The Boston Massacre, the explosion of the USS Maine, the sinking of the Lusitania, the bombing of Pearl Harbor. These events sparked conflicts and pushed the United States government into various wars throughout its history. The Tonkin Gulf Incident truly kicked off major U.S. involvement in the Vietnam War. President Johnson used this skirmish between American and North Vietnamese sailors to justify increasing American troop commitment to Southeast Asia. 

Americans had been in South Vietnam as military advisers since 1954, but President John F. Kennedy made public announcements in the early 1960’s about his plans to decrease the number of troops in Vietnam. He believed that the South Vietnamese government was not willing to make necessary reforms to make it a sustainable government. However, on November 22, 1963, Lee Harvey Oswald assassinated President Kennedy in Dallas, Texas, and Vice President Lyndon Johnson took the oath of office and became President that day.

President Johnson seemed as though he planned to follow Kennedy’s original plan of decreasing U.S. presence in Southeast Asia. However, behind the scenes, President Johnson believed deeply in domino theory, i.e. that if the Soviet Union was allowed to expand their territories into Vietnam, similar Communist takeovers would spread through the region. The theory assumed that Communist countries were being controlled and coordinated by the USSR and that any government becoming communist was a sign it had been taken over by the USSR.  In reality there were often deep rifts between the Communist countries, especially between the USSR and China, and the USSR had no powers beyond its borders. The theory also supposed that the only relevant conflict in world politics was communism vs. capitalism, ignoring the cultural, religious, and ethnic divisions that existed within Vietnam and in the rest of South East Asia that would help or hinder communism’s spread in certain areas.

The Tonkin Gulf Incident arose from confusion over where to draw the line between North Vietnamese and international waters. The American Navy believed North Vietnam’s claim could be up to 3 miles off the coast and after that began international waters. The North Vietnamese, however, claimed a 12 mile perimeter, the standard among Communist governments at that time. An American destroyer, the USS Maddox, had orders to patrol the Tonkin Gulf to gather information on North Vietnamese coastal infrastructure and hopefully catch a glimpse of military movement and positioning. On August 2, 1964, The Maddox spotted 3 small North Vietnamese boats approaching and recognized them quickly as torpedo boats. Wanting to avoid a conflict, the crew of The Maddox fired a “warning shot” of a live round over the North Vietnamese torpedo boats. Instead of the expected retreat, the North Vietnamese engaged in fire and began shooting back at The Maddox. After a brief firefight, the U.S. severely damaged one of the North Vietnamese boats and the other two began retreating. The Maddox suffered only a few small bullet holes in the side and no casualties.

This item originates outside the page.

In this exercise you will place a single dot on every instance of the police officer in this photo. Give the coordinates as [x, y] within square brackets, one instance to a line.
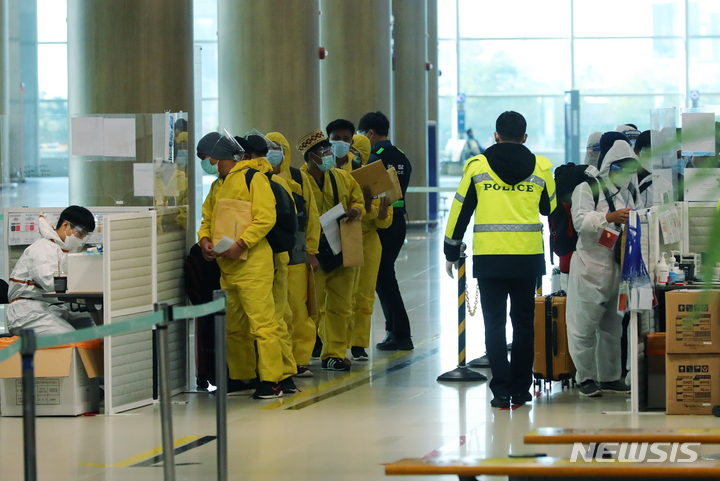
[508, 187]
[375, 126]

While the Tonkin Gulf Incident was the major catalyst to American involvement in Vietnam, it was overblown by the American military, who claimed they had been attacked twice, once on the 2nd and again on the 4th of August. These military reports have been called into question in the decades following the War. It is hard to point to either side as the aggressor in the confrontation, although it is clear the Americans were in the Gulf for espionage operations. Additionally, while it is likely that a small skirmish happened on the 2nd, there is no evidence there was any attack on the 4th. Even Robert McNamara, secretary of defense at the time, expressed doubt thirty years later that the North Vietnamese attack on the USS Maddox had ever happened.

Whether the reports were true or not, the Gulf of Tonkin Incident gave President Johnson his excuse to ask Congress for war. Johnson lobbied Congress to pass the Gulf of Tonkin Resolution which gave extreme powers to the President as Commander in Chief. The resolution allowed the President to defend any United States armed force and any American ally without an official Congressional declaration of war. Congress believed this would ensure the peace and liberty of all American allies around the world from the looming threat of Communism. Congress almost unanimously passed the resolution with only two dissenting votes, giving the President the power to wage war with the expectation that he would give up these emergency powers once the conflict had been resolved.

Beverly Deepe Keever was in Saigon when the Tonkin Gulf Incident occurred. As a result, she was able to report on the  political ramifications of the Incident in the South Vietnamese capitol. Keever sent many articles to American news outlets that she worked for at the time about the Tonkin Gulf Incident, most of which are available in her collection at the University of Nebraska-Lincoln Archives & Special Collections. Also available in her collection are several newspapers and English and Vietnamese transcriptions of Vietnamese radio broadcasts including several from North Vietnam’s Radio Hanoi that discuss the incident.